The associations are quite similar in magnitude and sign to those we estimated with `eivreg`

. We estimated that an increase of one unit in the social distancing index is associated with a -1.427 decrease in retail mobility, while with `brms`

we estimated a -1.31 decrease in retail mobility.

As we can see, for this simple model the two are equivalent, and `eivreg`

is much faster–it took almost no time to estimate the model, while `brms`

took 20 minutes. However, `brms`

is incorporating much more measurement uncertainty, and `brms`

also allows for a much wider of array of modeling options, such as GLMs (probit/logit/ordered logit), multilevel/hierarchical models, and multiple imputation. The `eivreg`

is limited to continuous (Gaussian) outcomes and does not allow for interactions with variables with measurement uncertainty.

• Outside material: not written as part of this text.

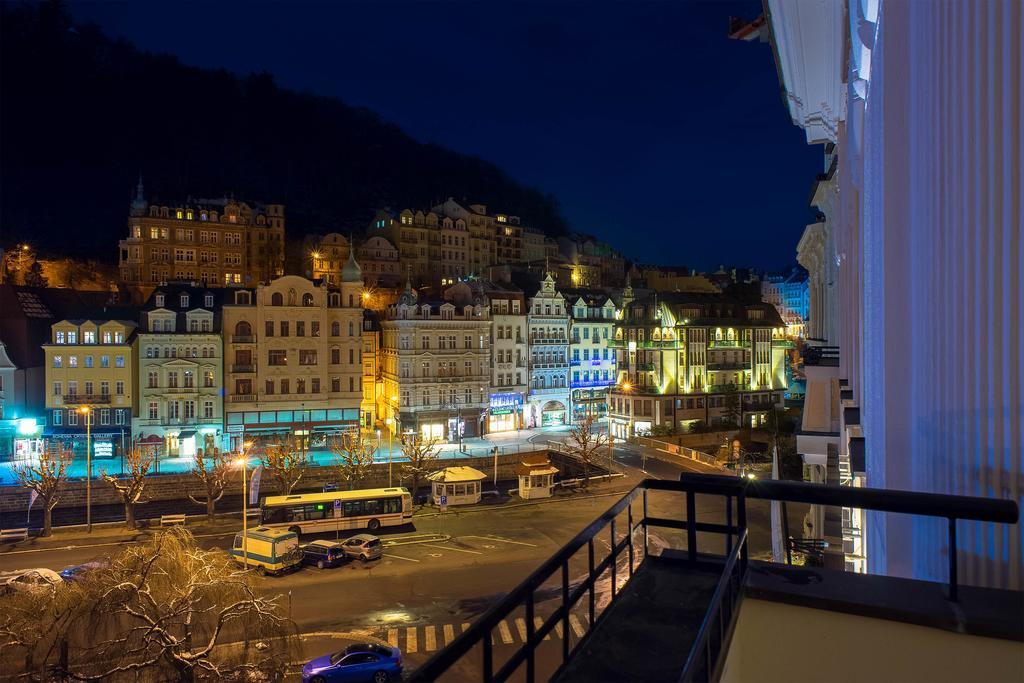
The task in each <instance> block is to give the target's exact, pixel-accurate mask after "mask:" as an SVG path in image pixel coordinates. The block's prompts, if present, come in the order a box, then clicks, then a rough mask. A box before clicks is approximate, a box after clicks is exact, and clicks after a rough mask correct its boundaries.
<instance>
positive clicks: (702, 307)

In any case, both of these packages will incorporate measurement uncertainty in their estimates.

## Comparison with No Measurement Error

Finally, we can examine what measurement error does to our coefficients’ uncertainty by comparing the results to the standard OLS `lm`

regression that ignores uncertainty:

```
lm_est <- lm(retail~Business_Restrictions_med +
Health_Monitoring_med +
Health_Resources_med +
Mask_Policies_med +
School_Restrictions_med +
Social_Distancing_med,
data=mobility)
summary(lm_est)
```

```
##
## Call:
## lm(formula = retail ~ Business_Restrictions_med + Health_Monitoring_med +
## Health_Resources_med + Mask_Policies_med + School_Restrictions_med +
## Social_Distancing_med, data = mobility)
##
## Residuals:
## Min 1Q Median 3Q Max
## -53.785 -10.103 2.617 11.961 55.443
##
## Coefficients:
## Estimate Std. Error t value Pr(>|t|)
## (Intercept) 10.67932 1.97234 5.415 6.69e-08 ***
## Business_Restrictions_med 0.26442 0.03575 7.397 1.85e-13 ***
## Health_Monitoring_med 0.05415 0.02351 2.304 0.02132 *
## Health_Resources_med 0.21373 0.04215 5.071 4.23e-07 ***
## Mask_Policies_med -0.05209 0.01797 -2.899 0.00377 **
## School_Restrictions_med 0.14216 0.01881 7.557 5.64e-14 ***
## Social_Distancing_med -1.25473 0.03588 -34.971 < 2e-16 ***
## ---
## Signif. codes: 0 '***' 0.001 '**' 0.01 '*' 0.05 '.' 0.1 ' ' 1
##
## Residual standard error: 16.66 on 2673 degrees of freedom
## Multiple R-squared: 0.3654, Adjusted R-squared: 0.364
## F-statistic: 256.6 on 6 and 2673 DF, p-value: < 2.2e-16
```

We can see that the coefficients are similar though not identical to `brms`

and `eivreg`

, and the standard errors are noticeably smaller. The `eivreg`

estimated that there was 19.44% more uncertainty than the naive `lm`

estimator, and `brms`

8.33% more uncertainty. As such, this kind of uncertainty is important to take into account, and it can get much more critical when there is less data available or when are examining non-linear effects such as interactions.